Pretty poopy of you.
In Conclusion
I’m resigned to the sad fact that all my content and connections on Meta are gone. Even though I may have lost contact with a thousand Friends, I still have my friends.
And yet, don’t mistake my choosing to be philosophical and resilient for not experiencing loss and harm. There is a legal response to this mass action brewing and I would consider joining and lending my voice.
So those of you still able to login to Meta, I ask: do you have a Friend you haven’t seen around in awhile? Check on them; they may not be OK. (On the other hand, they might be better than OK!)
One more question. What evidence have you seen of increasing enshittification with Meta or other tech platforms? I have to ask here because I can’t ask there!
Post Script: Two More Places I Don't Exist
Seems I am also persona non grata elsewhere. LinkedIn won’t let me back on without showing my driver’s license. And when I checked in on Twitter for the first time since a few months after its takeover by a near-trillionaire, I see all my content is gone from there, too.

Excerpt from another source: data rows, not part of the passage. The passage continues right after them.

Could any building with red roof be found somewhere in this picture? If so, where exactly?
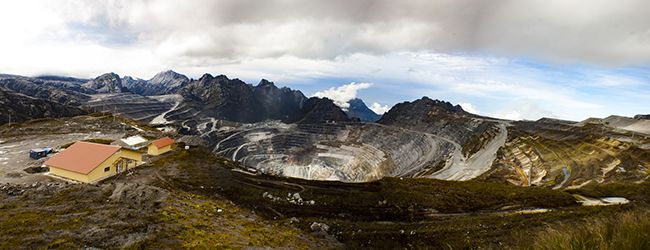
[44,141,142,183]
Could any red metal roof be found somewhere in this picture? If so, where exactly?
[151,137,174,148]
[45,141,120,174]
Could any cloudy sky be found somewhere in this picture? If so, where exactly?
[0,0,650,120]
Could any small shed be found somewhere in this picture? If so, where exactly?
[147,137,174,155]
[114,135,149,150]
[29,148,52,160]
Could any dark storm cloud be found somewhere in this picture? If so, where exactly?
[30,0,650,64]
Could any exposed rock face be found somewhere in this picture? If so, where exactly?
[202,122,453,182]
[634,114,650,120]
[0,87,86,124]
[81,73,125,93]
[482,120,650,189]
[122,70,190,96]
[378,97,493,146]
[253,79,307,122]
[0,75,95,106]
[167,74,348,123]
[345,98,381,122]
[83,93,174,123]
[298,97,350,123]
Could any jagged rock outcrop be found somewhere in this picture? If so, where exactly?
[253,79,307,122]
[345,98,381,122]
[0,87,86,124]
[81,73,126,93]
[0,75,95,106]
[298,97,350,123]
[167,74,348,123]
[378,97,494,146]
[122,70,190,96]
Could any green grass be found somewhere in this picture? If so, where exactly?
[529,211,650,250]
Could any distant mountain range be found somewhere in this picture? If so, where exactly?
[0,71,650,188]
[0,70,379,123]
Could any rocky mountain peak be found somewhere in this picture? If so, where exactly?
[81,72,123,93]
[345,98,381,122]
[257,79,275,88]
[413,96,465,113]
[634,114,650,120]
[149,70,190,88]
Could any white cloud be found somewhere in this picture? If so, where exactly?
[492,101,557,120]
[369,102,391,115]
[458,102,479,115]
[313,82,372,110]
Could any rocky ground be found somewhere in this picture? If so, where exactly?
[0,116,650,249]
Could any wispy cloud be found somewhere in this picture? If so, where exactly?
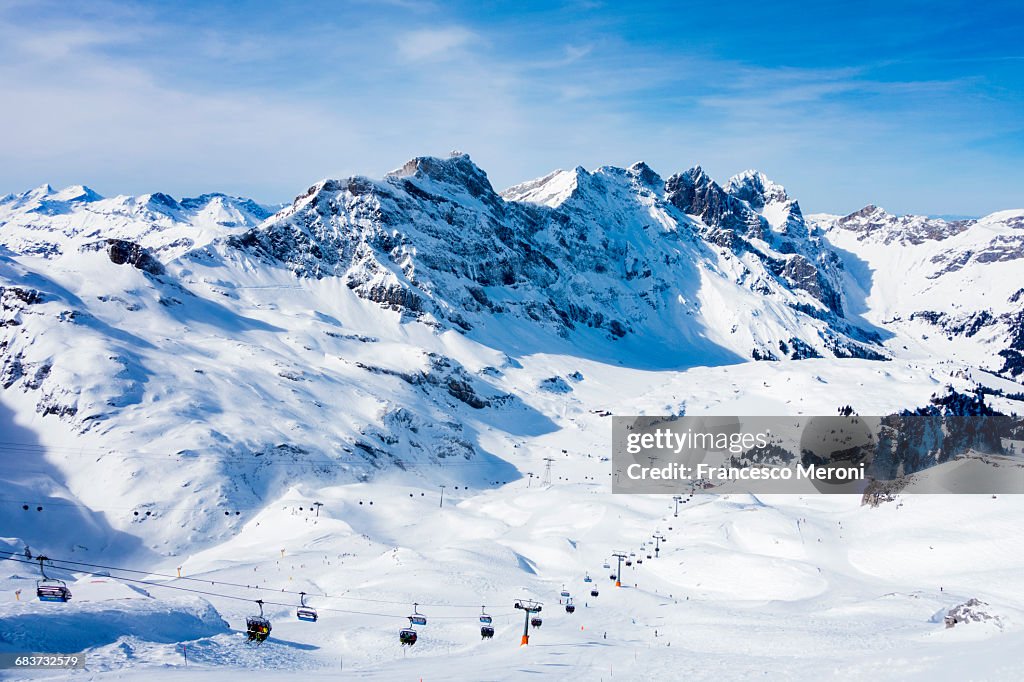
[396,26,479,59]
[0,0,1024,213]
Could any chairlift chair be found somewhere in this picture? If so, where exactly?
[409,603,427,625]
[246,599,271,645]
[36,556,71,603]
[295,592,318,623]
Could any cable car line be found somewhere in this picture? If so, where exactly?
[0,550,503,606]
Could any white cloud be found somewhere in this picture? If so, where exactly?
[397,26,478,60]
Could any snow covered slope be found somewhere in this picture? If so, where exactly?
[812,206,1024,377]
[0,154,1024,680]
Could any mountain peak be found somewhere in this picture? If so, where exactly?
[725,169,790,210]
[628,161,663,186]
[385,152,495,199]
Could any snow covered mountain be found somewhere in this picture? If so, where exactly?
[0,153,1024,545]
[811,206,1024,377]
[0,154,1024,679]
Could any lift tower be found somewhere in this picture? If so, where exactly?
[651,532,665,559]
[611,552,626,587]
[515,599,544,646]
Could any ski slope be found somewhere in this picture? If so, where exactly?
[0,155,1024,681]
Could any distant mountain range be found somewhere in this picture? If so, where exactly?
[0,154,1024,548]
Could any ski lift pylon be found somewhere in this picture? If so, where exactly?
[295,592,318,623]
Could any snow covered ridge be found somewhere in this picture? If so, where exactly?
[0,155,1024,547]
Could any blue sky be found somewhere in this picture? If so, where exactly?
[0,0,1024,215]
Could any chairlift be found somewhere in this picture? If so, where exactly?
[246,599,271,645]
[36,556,71,603]
[409,603,427,625]
[295,592,318,623]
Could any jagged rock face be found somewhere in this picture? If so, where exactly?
[99,240,164,274]
[836,204,976,244]
[942,597,1002,630]
[224,154,882,357]
[665,166,764,238]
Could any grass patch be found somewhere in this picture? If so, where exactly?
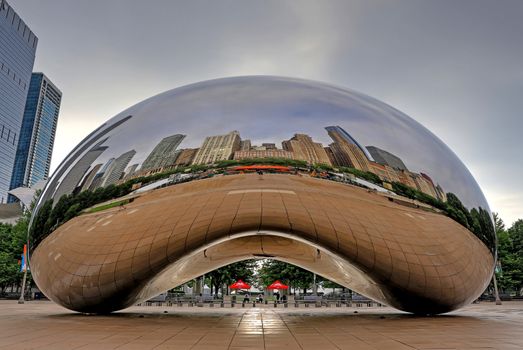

If we were connected on Facebook, Instagram, LinkedIn or Twitter/X (back when it was run by mere millionaires) and if you’d like to keep in touch, please do so by email. If you don’t already have my email address, please use the contact form on this site and I’ll reach back out to you.
Happy life, Friends. I hope to see you again soon, friends.
Resources
- Careless People: A Cautionary Tale of Power, Greed, and Lost Idealism by Sarah Wynn-Williams
- “Meta’s Response to Explosive Tell-All Is Ripped From a Familiar PR Playbook” in Vanity Fair
- The film The Social Network
- Enshittification: Why Everything Got Worse and What to Do About It by Corey Doctorow
- CBS News report, “More Facebook, Instagram users say accounts wrongly banned over ‘sickening’ allegations with no explanation“
- How Social Media Hacks Our Brains via Center for Humane Technology
- Social media platforms love it when you’re outraged











2 Responses
Lori, I am so sorry to hear this. And angry. Something similar happened to my FB account, different, but infuriating and baffling. It’s such a violation…like someone broke into your home and stole things of value, pictures, memories, etc. And you’re left standing there, thinking WTF, with no recourse.
Holding you while you stew and fret …and get through this stupid challenge.
Thank you for understanding so well, Jo, and I’m sorry that you do! That is a perfect analogy of how it feels.